Acute dermal toxicity:

In a single dose study (BASF, 1984) the acute dermal toxicity of the test substance was assessed according to OECD402. The test substance was administered to about 50 cm² (corresponds to at least 10 % of the body surface area) of the previously clipped skin (dorsal and dorsolateral parts of the trunk) of five Wistar rats and semi-occlusive covered. 24 h later, the dressing was removed and the application site rinsed with warm water to remove residual amounts of the test substance. Animals were observed for 14 days.

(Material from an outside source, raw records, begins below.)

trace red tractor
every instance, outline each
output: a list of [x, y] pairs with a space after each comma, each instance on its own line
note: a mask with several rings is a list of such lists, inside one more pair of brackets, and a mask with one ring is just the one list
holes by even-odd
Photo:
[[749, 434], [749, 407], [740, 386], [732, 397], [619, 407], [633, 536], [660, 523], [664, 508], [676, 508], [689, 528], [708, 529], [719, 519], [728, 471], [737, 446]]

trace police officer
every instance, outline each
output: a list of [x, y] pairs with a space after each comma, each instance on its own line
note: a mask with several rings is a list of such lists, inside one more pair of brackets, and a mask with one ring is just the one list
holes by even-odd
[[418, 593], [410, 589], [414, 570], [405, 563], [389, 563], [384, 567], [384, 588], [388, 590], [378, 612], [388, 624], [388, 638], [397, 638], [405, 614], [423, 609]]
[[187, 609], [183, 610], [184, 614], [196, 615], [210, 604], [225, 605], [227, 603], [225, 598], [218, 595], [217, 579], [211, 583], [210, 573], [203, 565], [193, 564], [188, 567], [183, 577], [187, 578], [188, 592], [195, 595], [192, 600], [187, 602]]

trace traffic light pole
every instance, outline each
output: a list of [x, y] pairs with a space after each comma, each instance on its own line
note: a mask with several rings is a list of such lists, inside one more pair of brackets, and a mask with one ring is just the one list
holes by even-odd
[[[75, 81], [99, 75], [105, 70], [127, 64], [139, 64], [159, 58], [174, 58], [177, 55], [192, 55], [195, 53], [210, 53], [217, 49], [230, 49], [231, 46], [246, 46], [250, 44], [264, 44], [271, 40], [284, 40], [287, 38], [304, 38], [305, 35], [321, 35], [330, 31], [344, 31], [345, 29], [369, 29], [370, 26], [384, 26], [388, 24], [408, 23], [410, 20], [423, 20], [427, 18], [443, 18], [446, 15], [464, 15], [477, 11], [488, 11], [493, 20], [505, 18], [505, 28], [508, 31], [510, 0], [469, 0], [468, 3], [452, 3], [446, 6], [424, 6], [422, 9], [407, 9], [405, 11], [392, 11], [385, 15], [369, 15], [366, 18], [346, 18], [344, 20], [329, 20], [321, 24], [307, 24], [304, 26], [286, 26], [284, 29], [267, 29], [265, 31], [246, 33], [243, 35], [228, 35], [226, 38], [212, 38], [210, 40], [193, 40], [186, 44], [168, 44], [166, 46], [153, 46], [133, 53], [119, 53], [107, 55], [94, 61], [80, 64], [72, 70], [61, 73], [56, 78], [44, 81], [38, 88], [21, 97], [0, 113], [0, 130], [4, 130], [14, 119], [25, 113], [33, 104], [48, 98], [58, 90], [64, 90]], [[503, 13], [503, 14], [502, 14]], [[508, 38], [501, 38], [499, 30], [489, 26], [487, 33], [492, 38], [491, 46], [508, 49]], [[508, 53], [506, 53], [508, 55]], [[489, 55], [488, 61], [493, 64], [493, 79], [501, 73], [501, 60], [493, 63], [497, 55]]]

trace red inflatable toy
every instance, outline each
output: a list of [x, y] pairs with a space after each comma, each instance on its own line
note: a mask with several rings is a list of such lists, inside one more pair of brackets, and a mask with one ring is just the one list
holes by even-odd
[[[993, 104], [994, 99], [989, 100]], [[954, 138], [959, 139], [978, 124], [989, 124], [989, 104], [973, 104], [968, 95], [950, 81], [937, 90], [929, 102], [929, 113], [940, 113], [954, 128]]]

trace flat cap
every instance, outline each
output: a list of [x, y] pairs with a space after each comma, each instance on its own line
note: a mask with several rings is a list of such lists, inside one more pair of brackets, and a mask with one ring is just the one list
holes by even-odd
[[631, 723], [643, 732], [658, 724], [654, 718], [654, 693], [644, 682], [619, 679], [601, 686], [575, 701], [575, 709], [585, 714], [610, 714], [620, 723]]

One male animal died two days after application of the test substance. Clinical signs included dyspnoea, apathy, aggressiveness, staggering and poor general state. The Animal that died had severe edema in the lungs. No abnormalities were observed in organs of all other animals sacrificed at the end of the study. Moderate local skin effects were observed in one male, another male developed superficial erosions with crust formation, whereas the other animals showed profound necrosis. Taken together, the test item does not depict any risk of dermal toxicity and the LD50 is > 2150 mg/kg in males and females. The study is regarded as acceptable (key study).

Justification for selection of acute toxicity – oral endpoint
Most reliable study (key study).

Justification for selection of acute toxicity – dermal endpoint
Most reliable study (key study).

Justification for classification or non-classification

The available experimental test data are reliable and suitable for classification purposes under Regulation 1272/2008. The substance is not considered to be classified for acute oral or dermal toxicity under Regulation (EC) No. 1272/2008.